# 1 1/2 Cups = 130 Calories



## Wolf mom (Mar 8, 2005)

I just ran across this, thought it might be good during the holiday season.

Whole Lotta' Vegies Soup

4 C cubed red unpeeled potatoes
1 1/2 C chopped carrots
1 C chopped celery
1/2 C string beans
1 green, red or yellow chopped bell pepper
1 C sweet peas
1 lg chopped onion
1 10 oz bag spinach
6 C water
1/4 C butter
1 1/2 tsp salt
1 tsp black pepper
1 1/2 tsp dried sage
1 TBSP dried basil
1/4 C chopped fresh parsley

place coarsely chopped vegies in large pot, add water, bring to boil. Add butter & seasonings - simmer until vegies are tender - about 30 min.
10 servings 1 serving = 130 cal., 5 g fat, 4 g protien,19 g carbs, 105 mg sodium


----------



## AR Cattails (Dec 22, 2005)

Wow, that looks good. I'm not a big fan of spinach, though, so I'll substitute cabbage instead. Wish the nutritional info had fiber grams but I'm sure it will be at least 4. That way I can figure the WW points(2).

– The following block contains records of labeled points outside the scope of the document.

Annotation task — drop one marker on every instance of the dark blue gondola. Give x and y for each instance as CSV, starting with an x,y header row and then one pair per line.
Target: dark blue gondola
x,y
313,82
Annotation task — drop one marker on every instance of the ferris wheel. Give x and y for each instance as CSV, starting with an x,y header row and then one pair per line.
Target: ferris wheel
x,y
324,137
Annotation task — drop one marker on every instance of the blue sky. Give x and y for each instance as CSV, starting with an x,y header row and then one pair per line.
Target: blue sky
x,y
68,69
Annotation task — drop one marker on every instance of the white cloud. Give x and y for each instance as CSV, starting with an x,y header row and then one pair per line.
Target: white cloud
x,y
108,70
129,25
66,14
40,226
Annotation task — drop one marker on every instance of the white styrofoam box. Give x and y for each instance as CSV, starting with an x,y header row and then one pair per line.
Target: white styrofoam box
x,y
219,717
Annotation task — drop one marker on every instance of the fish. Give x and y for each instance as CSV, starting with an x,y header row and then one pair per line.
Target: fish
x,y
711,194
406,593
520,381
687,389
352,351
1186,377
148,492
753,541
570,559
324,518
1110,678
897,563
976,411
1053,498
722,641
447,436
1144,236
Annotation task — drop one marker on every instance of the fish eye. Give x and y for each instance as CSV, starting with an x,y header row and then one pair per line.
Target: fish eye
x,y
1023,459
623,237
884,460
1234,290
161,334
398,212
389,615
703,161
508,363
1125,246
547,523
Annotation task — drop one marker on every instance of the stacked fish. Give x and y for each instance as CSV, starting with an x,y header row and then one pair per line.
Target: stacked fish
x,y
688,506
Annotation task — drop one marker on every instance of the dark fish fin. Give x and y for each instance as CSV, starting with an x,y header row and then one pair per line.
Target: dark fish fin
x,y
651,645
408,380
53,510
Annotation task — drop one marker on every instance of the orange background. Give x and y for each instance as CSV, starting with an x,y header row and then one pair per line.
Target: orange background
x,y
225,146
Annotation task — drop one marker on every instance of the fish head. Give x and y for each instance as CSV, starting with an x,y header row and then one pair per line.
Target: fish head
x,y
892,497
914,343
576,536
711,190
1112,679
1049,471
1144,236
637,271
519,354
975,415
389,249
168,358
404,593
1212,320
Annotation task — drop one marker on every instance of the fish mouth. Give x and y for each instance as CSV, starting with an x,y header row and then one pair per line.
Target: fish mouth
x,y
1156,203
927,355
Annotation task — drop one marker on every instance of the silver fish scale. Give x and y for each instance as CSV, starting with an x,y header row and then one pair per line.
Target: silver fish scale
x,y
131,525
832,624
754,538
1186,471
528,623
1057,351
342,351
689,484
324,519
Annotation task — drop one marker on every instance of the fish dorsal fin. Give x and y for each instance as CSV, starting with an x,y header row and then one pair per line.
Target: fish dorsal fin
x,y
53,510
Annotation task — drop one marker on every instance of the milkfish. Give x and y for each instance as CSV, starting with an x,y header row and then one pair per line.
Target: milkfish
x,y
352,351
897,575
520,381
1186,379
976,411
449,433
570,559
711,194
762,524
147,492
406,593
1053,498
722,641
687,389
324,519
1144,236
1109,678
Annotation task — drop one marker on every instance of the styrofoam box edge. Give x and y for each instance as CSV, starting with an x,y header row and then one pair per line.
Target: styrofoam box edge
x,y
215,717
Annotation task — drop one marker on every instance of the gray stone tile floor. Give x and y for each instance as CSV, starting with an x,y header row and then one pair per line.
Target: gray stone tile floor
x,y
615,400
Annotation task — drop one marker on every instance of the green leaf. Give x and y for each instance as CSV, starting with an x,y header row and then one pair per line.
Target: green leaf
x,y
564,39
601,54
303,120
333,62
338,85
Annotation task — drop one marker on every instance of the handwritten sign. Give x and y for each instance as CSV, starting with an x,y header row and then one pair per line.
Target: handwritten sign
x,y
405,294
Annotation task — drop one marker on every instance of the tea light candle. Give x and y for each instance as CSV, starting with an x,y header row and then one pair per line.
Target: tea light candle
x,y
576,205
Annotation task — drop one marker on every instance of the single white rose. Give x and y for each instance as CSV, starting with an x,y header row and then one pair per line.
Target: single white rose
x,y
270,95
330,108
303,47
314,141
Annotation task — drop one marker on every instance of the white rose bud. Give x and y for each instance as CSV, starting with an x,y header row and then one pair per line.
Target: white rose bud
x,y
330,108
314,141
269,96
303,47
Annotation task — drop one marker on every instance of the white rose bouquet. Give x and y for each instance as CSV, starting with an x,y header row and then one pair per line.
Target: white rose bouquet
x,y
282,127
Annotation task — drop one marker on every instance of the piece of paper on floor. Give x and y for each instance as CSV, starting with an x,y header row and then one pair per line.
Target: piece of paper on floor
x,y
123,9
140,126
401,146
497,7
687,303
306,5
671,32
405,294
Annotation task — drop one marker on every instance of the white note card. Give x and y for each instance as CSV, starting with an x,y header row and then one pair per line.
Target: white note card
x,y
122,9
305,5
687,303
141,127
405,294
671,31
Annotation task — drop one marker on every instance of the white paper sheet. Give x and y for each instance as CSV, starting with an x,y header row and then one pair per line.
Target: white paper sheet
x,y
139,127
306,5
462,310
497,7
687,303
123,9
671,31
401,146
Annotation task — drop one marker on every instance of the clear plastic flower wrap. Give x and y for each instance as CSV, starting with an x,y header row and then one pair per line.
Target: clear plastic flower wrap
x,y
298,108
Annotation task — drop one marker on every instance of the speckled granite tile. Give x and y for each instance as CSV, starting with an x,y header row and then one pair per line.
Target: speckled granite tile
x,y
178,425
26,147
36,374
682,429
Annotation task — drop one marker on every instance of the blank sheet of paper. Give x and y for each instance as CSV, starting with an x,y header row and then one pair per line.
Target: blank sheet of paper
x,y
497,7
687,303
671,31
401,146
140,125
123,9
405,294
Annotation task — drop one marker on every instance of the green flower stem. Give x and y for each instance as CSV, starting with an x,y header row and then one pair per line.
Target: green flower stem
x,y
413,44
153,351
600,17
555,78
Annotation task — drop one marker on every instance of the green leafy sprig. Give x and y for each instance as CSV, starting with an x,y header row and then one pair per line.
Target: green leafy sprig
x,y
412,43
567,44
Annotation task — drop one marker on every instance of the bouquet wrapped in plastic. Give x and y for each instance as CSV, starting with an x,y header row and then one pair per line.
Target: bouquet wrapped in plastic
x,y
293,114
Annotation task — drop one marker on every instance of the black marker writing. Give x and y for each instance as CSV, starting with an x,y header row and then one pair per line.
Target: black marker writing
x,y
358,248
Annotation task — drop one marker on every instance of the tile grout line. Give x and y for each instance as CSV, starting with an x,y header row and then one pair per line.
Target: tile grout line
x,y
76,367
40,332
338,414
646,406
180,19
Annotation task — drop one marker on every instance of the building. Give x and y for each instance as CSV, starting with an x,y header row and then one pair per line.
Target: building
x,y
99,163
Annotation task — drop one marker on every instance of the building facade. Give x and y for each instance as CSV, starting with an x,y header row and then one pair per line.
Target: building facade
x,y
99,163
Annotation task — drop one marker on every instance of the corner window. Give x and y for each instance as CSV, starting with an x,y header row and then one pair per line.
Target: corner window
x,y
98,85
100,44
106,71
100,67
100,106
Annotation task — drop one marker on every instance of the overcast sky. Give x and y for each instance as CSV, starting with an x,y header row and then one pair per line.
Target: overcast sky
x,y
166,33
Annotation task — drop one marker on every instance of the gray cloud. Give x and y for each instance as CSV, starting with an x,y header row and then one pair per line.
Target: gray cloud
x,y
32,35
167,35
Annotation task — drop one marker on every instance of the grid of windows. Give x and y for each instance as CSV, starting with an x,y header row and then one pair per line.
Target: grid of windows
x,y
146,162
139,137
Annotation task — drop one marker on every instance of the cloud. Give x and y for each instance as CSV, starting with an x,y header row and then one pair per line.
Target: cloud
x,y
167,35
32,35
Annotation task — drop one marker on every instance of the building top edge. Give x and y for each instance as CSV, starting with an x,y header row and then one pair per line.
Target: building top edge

I'm preparing menu plans now getting ready to start WW. I love a bowl of soup with a sandwich at lunch. Thanks for the recipe.


----------



## MaggieJ (Feb 6, 2006)

Sounds delicious! Far too high in carbs to suit me (I'm doing Atkins) but if I made it without the potatoes it would likely work fine.


----------